The Australian Government has released the 2021 Intergenerational Report (IGR) which projects an outlook for the economy and the Australian Government’s budget over the next 40 years and provides the government’s assessment of the changing demography in Australia over the long term.

The report draws in parts on projections and research conducted by senior researchers in the ARC Centre of Excellence in Population Ageing Research (CEPAR), highlighting the importance and implications of population ageing.

The role of CEPAR researchers

Chief Investigator Warwick McKibbin, Professor of Public Policy in the ANU Crawford School of Public Policy, provided advice on climate policy responses on the macro-economy. The environment chapter of the IGR discusses the impacts of climate change and other environmental challenges that Australia is likely to face over the next 40 years, and how these will affect the economy and the budget.

The lifetime economic and fiscal impacts of different groups of permanent migrants have been estimated using Treasury’s OverLapping Generations model of the Australian economy (OLGA) which is a lifecycle dynamic general equilibrium model that has been calibrated to Australian data. Dr George Kudrna, CEPAR Senior Research Fellow at the UNSW Business School, and Associate Professor Chung Tran, a CEPAR Associate Investigator at ANU’s College of Business & Economics, have been involved in advising on the OLGA model development.

The projections of fertility rates, on which the report draws on, were made by Chief Investigator Peter McDonald, Professor of Demography at the University of Melbourne’s School of Population and Global Health.

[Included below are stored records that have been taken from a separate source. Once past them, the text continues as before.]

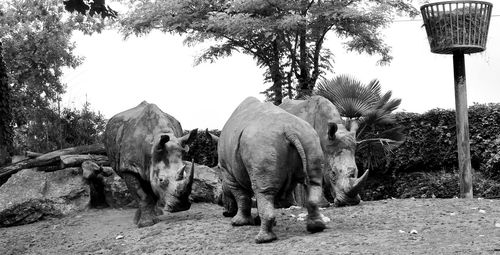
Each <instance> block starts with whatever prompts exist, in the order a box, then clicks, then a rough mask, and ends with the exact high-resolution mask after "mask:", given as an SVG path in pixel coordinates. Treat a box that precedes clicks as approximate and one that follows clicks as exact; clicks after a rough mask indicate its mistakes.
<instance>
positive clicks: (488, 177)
mask: <svg viewBox="0 0 500 255" xmlns="http://www.w3.org/2000/svg"><path fill="white" fill-rule="evenodd" d="M468 112H469V137H470V145H471V146H470V147H471V163H472V168H474V169H475V170H476V171H480V172H482V173H483V174H484V175H485V176H487V177H488V178H493V179H496V180H500V104H492V103H491V104H474V105H473V106H471V107H469V111H468ZM396 119H397V120H398V123H401V124H402V125H404V126H405V129H406V137H407V139H406V142H405V143H404V144H402V145H401V146H400V147H399V148H398V149H397V150H396V151H395V153H394V154H392V155H391V156H390V157H389V160H388V162H387V167H388V168H389V170H390V171H392V172H414V171H446V172H453V171H455V170H456V169H458V166H457V157H458V156H457V147H456V146H457V145H456V141H457V140H456V128H455V111H453V110H443V109H434V110H431V111H429V112H426V113H424V114H415V113H398V114H396Z"/></svg>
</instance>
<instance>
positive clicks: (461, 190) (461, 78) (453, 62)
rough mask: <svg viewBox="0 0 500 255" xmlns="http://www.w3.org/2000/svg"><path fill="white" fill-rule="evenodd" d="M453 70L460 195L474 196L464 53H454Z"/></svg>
mask: <svg viewBox="0 0 500 255" xmlns="http://www.w3.org/2000/svg"><path fill="white" fill-rule="evenodd" d="M453 70H454V78H455V106H456V109H457V111H456V125H457V152H458V168H459V170H460V197H461V198H473V193H472V167H471V163H470V143H469V120H468V112H467V87H466V82H465V80H466V79H465V59H464V53H462V52H455V53H453Z"/></svg>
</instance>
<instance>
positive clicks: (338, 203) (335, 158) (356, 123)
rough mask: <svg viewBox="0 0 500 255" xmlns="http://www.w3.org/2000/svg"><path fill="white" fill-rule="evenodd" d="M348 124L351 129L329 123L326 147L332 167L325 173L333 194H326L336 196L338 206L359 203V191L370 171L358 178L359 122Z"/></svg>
mask: <svg viewBox="0 0 500 255" xmlns="http://www.w3.org/2000/svg"><path fill="white" fill-rule="evenodd" d="M348 124H349V125H348V126H349V130H347V129H346V128H345V127H343V125H342V127H341V128H339V126H338V125H337V124H336V123H333V122H331V123H328V132H327V135H328V141H327V143H326V146H325V148H324V151H325V157H326V160H327V162H328V164H329V166H330V168H331V169H332V171H327V174H326V175H325V182H326V186H328V187H330V191H331V194H325V195H326V196H330V199H329V200H331V198H334V199H333V200H334V204H335V205H336V206H345V205H356V204H359V202H360V196H359V191H360V189H361V188H362V187H363V185H364V183H365V182H366V180H367V178H368V171H366V172H365V173H364V174H363V176H361V177H360V178H358V168H357V166H356V160H355V152H356V131H357V128H358V124H357V122H355V121H353V122H350V123H348ZM332 175H334V176H332ZM332 189H333V190H332ZM327 198H328V197H327Z"/></svg>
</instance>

Interpreting the intergenerational report

Professor Peter McDonald and CEPAR Associate Professor of Economic Demography Jeromey Temple have published an op-ed in the Australian Financial Review this week which provides an assessment of the IGR.  They explain it is the first IGR to project a lower total population and an older population than the immediately previous report. According to the researchers, in its explanations (not in the projections themselves), the report understated the impact of immigration on future population by ignoring the fact that immigration has a large positive impact on natural increase because immigration augments the population of childbearing age.

Rafal Chomik, CEPAR Senior Research Fellow at UNSW Business School, has provided an analysis of the report findings in The Conversation and says the report findings are sobering, but the reality may be worse. In particular, the report was optimistic about the rebound to migration, about increases in labour force participation, and about average productivity growth, and if any one of these generous assumptions didn’t come to pass it would be more difficult than projected to balance the budget as the population ages.

CEPAR Director John Piggott, Scientia Professor of Economics at UNSW Sydney, has discussed the report findings on the ABC’s The Economists show and breaks down what they might mean for policies and public finances over the long term.